President Reagan ordered all U.S. citizens and firms out of Libya in January 1986, froze Libyan assets in the United States and banned U.S. exports to Libya because of Libya's alleged support for terrorism.
The order applies to U.S. firms holding frozen Libyan assets and to Americans with claims against Libya.
Fuji Bank Lists Shares
On London Exchange
TOKYO - Fuji Bank's shares were listed on the London Stock Exchange Friday, the first Japanese bank to be so listed.

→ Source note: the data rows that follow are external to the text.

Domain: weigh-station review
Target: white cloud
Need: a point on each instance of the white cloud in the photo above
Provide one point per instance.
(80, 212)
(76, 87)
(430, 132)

The aim of the listing is to strengthen the bank's funding capacity, Fuji officials said. No new issues will be floated as a result, they added.
Japan's Money Supply
Shows Strong Growth
TOKYO - Japan's M2 plus certificates of deposit money supply in August rose 11 percent from a year earlier to 359.2 trillion yen ($2.5 billion), compared with 10.3 percent year-on-year growth in July, the Bank of Japan said Friday.
This is the fastest growth since December 1979, when M2 also registered an 11 percent rise.
Central bank officials said the money supply rise was due to a sharp jump in borrowing before a recent rise in the long-term prime rate, and increased borrowing on expectations of rising interest rates.
Chicago Merc Shortens
Gold Trading Hours
CHICAGO - The board of the Chicago Mercantile Exchange voted to shorten trading hours on its International Monetary Market gold futures market.
Effective today, IMM gold futures will close at 2 p.m., Chicago time, instead of 3 p.m.
The change was announced just a week after the exchange lengthened hours in an effort to capture a larger share of the gold market. On Sept. 8, the exchange moved the gold close to 3 p.m. from 1:20 p.m.
The exchange said floor traders requested shorter trading hours.
First Shogun Issue
Filed by Fannie Mae
NEW YORK - The Federal National Mortgage Association, Fannie Mae, said it filed a securities registration statement with the Japanese minister of finance for the first U.S. dollar-denominated "shogun" issue that allows an exchange into a companion U.S. domestic issue.
Nikko Securities Co. is the lead-manager for the $200 million issue and Long Term Credit Bank of Japan Ltd. will serve as chief commissioned company.